SUS ultrapassa marca de 1 milhão de crianças vacinadas com a Pneumo 20
O Sistema Único de Saúde (SUS) alcançou um marco significativo na proteção infantil ao imunizar mais de 1 milhão de crianças menores de 5 anos com a vacina Pneumo 20. A estratégia, que integra o Calendário Nacional de Vacinação desde junho de 2026, visa reforçar a barreira imunológica contra doenças pneumocócicas, que representam um desafio constante para a saúde pública brasileira.
Avanço na proteção contra doenças pneumocócicas
A introdução da Pneumo 20 representa uma evolução técnica importante em relação ao esquema anterior. Enquanto a versão antecessora, a Pneumo 10, oferecia proteção contra dez sorotipos da bactéria Streptococcus pneumoniae, a nova vacina amplia esse espectro para 20 sorotipos. Essa atualização é fundamental para combater quadros graves de pneumonia e meningite, que historicamente impactam a saúde dos pequenos.
O ministro da Saúde, Alexandre Padilha, confirmou o alcance da meta durante agenda oficial em Montes Claros (MG), na última sexta-feira (11). A medida faz parte de um esforço contínuo do governo federal para modernizar o portfólio de imunizantes disponíveis na rede pública, garantindo que a população tenha acesso às tecnologias mais recentes de prevenção.
Transição gradual entre imunizantes
Para garantir que não haja desabastecimento durante a implementação da nova diretriz, o Ministério da Saúde adotou uma estratégia de transição. Os estoques remanescentes da Pneumo 10 continuam sendo utilizados nas unidades de saúde, o que significa que, temporariamente, o esquema vacinal pode combinar as duas versões do imunizante até que a substituição seja integral.
Essa transição é monitorada pelas secretarias estaduais e municipais de saúde, que seguem as orientações técnicas da pasta para assegurar a continuidade do cronograma de vacinação infantil. A recomendação é que os pais ou responsáveis consultem a unidade de saúde mais próxima para verificar a disponibilidade e atualizar a caderneta de vacinação dos filhos.

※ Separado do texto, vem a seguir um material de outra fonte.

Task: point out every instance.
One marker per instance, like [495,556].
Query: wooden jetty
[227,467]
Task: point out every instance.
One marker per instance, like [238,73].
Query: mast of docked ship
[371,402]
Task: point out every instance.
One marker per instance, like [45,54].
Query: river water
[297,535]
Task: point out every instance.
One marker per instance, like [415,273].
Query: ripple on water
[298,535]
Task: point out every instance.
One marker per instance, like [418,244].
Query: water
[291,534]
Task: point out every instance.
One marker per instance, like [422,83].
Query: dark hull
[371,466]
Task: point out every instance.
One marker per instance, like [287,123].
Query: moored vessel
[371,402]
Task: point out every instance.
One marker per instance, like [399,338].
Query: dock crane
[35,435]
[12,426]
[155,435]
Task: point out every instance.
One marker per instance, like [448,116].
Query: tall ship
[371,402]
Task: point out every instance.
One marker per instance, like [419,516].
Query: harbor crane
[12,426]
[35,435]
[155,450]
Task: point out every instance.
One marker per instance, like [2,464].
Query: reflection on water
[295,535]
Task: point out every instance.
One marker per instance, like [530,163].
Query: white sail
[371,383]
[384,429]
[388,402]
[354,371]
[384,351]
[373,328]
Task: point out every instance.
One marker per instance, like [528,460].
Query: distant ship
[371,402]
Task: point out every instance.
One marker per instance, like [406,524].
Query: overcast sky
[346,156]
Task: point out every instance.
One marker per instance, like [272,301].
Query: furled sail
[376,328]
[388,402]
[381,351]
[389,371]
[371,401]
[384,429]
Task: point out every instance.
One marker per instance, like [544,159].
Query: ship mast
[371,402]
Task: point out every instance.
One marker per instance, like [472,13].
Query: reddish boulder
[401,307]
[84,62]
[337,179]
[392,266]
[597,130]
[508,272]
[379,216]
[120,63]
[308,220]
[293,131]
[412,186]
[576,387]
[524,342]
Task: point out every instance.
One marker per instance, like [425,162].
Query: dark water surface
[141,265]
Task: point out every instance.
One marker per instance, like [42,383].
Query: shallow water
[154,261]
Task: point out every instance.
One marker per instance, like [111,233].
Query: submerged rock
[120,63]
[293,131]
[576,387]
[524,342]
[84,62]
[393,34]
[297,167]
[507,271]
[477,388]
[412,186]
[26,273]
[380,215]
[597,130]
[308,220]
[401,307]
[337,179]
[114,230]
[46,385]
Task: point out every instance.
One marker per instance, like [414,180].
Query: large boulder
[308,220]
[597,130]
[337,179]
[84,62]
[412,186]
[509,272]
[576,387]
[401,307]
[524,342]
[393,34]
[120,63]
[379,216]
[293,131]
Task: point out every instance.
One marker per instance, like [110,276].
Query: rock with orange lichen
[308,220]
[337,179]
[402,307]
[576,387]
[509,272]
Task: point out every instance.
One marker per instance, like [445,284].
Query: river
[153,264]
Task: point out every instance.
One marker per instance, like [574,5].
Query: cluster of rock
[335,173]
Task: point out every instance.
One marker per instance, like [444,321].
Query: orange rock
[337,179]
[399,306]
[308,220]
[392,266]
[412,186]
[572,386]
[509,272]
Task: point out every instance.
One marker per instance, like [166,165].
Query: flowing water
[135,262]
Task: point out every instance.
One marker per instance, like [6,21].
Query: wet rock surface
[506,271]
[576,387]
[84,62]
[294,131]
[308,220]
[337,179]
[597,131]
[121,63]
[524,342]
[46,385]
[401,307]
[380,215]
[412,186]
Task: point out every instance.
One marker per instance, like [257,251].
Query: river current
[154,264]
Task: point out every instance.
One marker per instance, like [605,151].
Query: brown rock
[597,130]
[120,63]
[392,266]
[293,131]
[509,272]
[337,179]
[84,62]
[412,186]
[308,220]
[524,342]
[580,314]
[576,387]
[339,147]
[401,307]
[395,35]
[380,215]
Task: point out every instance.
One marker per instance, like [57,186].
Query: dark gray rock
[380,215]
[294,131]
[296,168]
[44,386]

Impacto nos indicadores de saúde
Os dados epidemiológicos justificam a urgência da ampliação da cobertura vacinal. Entre 2023 e 2025, o país contabilizou 4,6 mil casos de meningite pneumocócica, resultando em 1,4 mil óbitos, o que reflete uma taxa de letalidade preocupante de 30%. O cenário é ainda mais sensível entre crianças menores de 5 anos, grupo que registrou 589 casos e 187 mortes no mesmo período.
A vacinação é, portanto, a ferramenta mais eficaz para reduzir internações e complicações decorrentes dessas infecções bacterianas. Ao ampliar a proteção, o SUS busca não apenas salvar vidas, mas também reduzir a pressão sobre o sistema hospitalar, que frequentemente lida com casos complexos de doenças respiratórias e neurológicas evitáveis por meio da imunização.